Ich fragte nach weiteren verbesserten Nebenleistungen wie einer erhöhten Sondertilgung, einem variablen Zinssatz, Aussetzen von Tilgungen und anderem. Am Ende entschied ich mich für die Bank mit der sympathischsten und schnellsten Beraterin, bei der ich mit allen angebotenen Leistungen zufrieden war. Wie du siehst, kannst du deine Unabhängigkeit in der Verhandlung in vielen Situationen zu deinem Vorteil nutzen. Nutzt du dann auch noch einen Anker, wie ich es mit meinem berechneten Zinssatz tat, wird dein Verhandlungsergebnis sogar besser aussehen.

Um dem Ankereffekt nicht selbst zu verfallen und sich unterbewusst manipulieren zu lassen, solltest du dir bei der Konfrontation mit einer Zahl immer bewusst sein, dass es sich dabei um einen gezielt gesetzten Anker handelt. Überlege vor der Verhandlung genau, welchen Preis du ohne den Anker erwartet hättest und erinnere dich auch zwischendurch immer wieder daran, dass es sich bei den Wertvorstellungen zum Teil um subjektive Betrachtungen handelt. Je nachdem, in welcher Position du dich befindest, musst du dich dem Ankereffekt anpassen und ihn zu deinem Vorteil nutzen.

WAS MUSST DU DIR BEZÜGLICH DES ANKEREFFEKTS MERKEN?

1. Wer den ersten Preis oder seine Forderung nennt, setzt den groben Rahmen und den Referenzpunkt für die Verhandlung, und hat dadurch einen immensen Vorteil.

2. Setze einen anspruchsvollen Anker, der deutlich besser ist als dein Zielpreis und nutze dafür ungerade Zahlen. In der Regel entspricht jeder begründbare Zielpreis einem guten Anker. Möchtest du für ein Produkt 10 Euro bezahlen, solltest du also nach 7,13 Euro bis 7,96 Euro fragen und es auch begründen.

3. Bestenfalls hast du deinen idealen Preis im Voraus dank Produktkalkulation und Vergleichsangeboten herausgefunden; hast du dies nicht getan und dir schwebt kein genauer Preis vor, mache klar, dass du sein Angebot noch prüfen und mit anderen Anbietern vergleichen wirst. Sage ihm z. B.: „Ich gehe davon aus, dass Sie mir ein wettbewerbsfähiges und faires Angebot unterbreiten werden. Sobald ich dieses geprüft habe, werde ich Ihnen Bescheid geben.“ So bleibt dir die Möglichkeit, noch einmal nachverhandeln zu können.

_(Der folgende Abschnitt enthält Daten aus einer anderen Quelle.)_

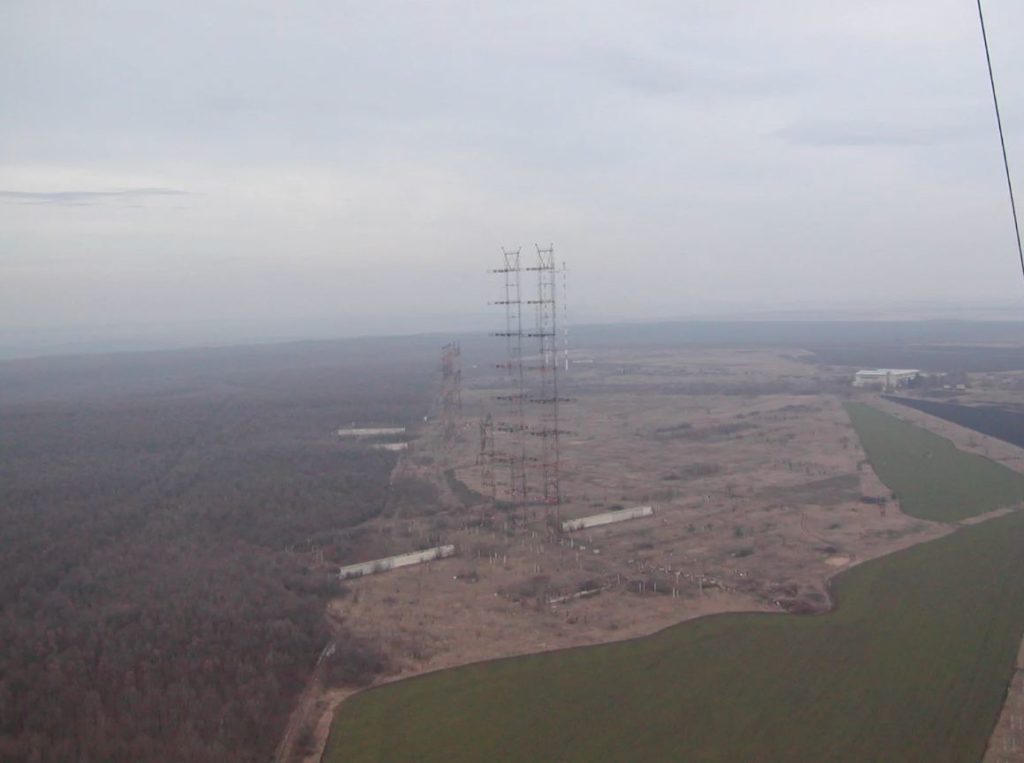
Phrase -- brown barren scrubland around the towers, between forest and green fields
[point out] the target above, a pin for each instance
(755, 474)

4. Bist du nicht derjenige, der den ersten Anker setzt, gehe auf keinen Fall sofort auf den Preis ein, sondern kontere mit einem niedrigen Preis. In jedem Fall kannst du deine mangelnde Kenntnis nennen und nach einem CBD (Cost Breakdown) oder Kostenherleitung erkundigen. Sage deinem Verhandlungspartner, dass du eine andere Sichtweise hast und bietest ihm an, deine zu erklären.

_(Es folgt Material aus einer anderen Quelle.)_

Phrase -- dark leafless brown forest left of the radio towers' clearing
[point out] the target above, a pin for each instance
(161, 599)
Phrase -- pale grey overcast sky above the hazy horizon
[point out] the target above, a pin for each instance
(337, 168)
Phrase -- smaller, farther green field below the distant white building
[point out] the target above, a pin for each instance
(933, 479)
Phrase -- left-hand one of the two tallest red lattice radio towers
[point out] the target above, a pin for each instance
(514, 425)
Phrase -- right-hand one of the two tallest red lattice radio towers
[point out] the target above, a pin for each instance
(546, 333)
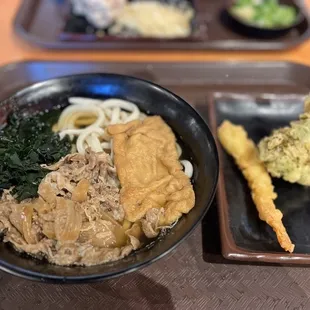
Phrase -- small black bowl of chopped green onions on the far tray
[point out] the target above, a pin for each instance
(250, 29)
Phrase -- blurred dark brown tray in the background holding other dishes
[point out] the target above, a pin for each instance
(33, 16)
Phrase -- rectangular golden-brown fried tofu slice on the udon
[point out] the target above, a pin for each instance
(149, 170)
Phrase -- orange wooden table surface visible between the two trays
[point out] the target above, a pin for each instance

5. Versuche immer, noch mehr Verbesserungen herauszubekommen. Frage nach optimierten Lieferbedingungen, zukünftigen Preisreduktionen und verbesserten Zahlungsbedingungen. In einem späteren Kapitel dieses Buches wirst du lernen, welche weiteren Ziele es noch gibt und wie du diese in die Verhandlung miteinbringst.

6. Denke daran, dass du von jedem Euro deiner Forderung zwischen 50 – 60 Cent tatsächlich bekommst.